Si, dans ces lignes, Lénine fait quelques compliments, tout le monde en prend pour son grade. Le plus mal servi est Joseph Staline, déjà secrétaire général du Parti communiste. Lénine regrette "le pouvoir immense" concentré entre ses mains, ne le trouve pas assez prudent dans sa manière de l'exercer. Pire, quelques jours après ce premier jet, il ajoute: "Staline est trop brutal." Il propose alors de le remplacer à son poste au sein de la formation politique par quelqu'un qui "soit plus patient, plus loyal, plus poli et plus attentionné envers les camarades, moins capricieux".

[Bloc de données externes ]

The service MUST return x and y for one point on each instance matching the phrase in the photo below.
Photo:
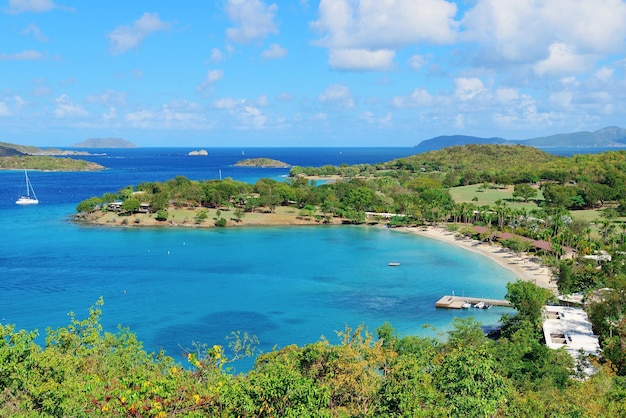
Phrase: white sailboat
(30, 198)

Selon Eric Aunoble, le but du texte était alors de préserver l'unité de l'héritage d'octobre et de conseiller de le confier à une direction collégiale, afin d'éviter les divisions et les querelles de personnes: "En distribuant les bons et les mauvais points, en disant que tout le monde a un peu raison et un peu tort, c'est une façon pour lui de dire qu'il veut qu'ils travaillent tous ensemble". "C'est Staline qui est attaqué le plus nettement mais le texte n'est pas si positif que ça pour Trotski...Comme si, Lénine n'imaginait pas qu'il puisse avoir un successeur. Pour lui, son héritier et celui de la révolution, c'était le Parti et non un individu", juge Dominique Colas. 

Le testament est transmis au Parti communiste après la mort de Lénine. mais les nouveaux maîtres, dont Staline et Trotski, décideront de l'étouffer. Une manière de ne pas ébruiter un carnet de notes embarrassant pour eux, et, en un sens, une façon de tourner la page d'octobre.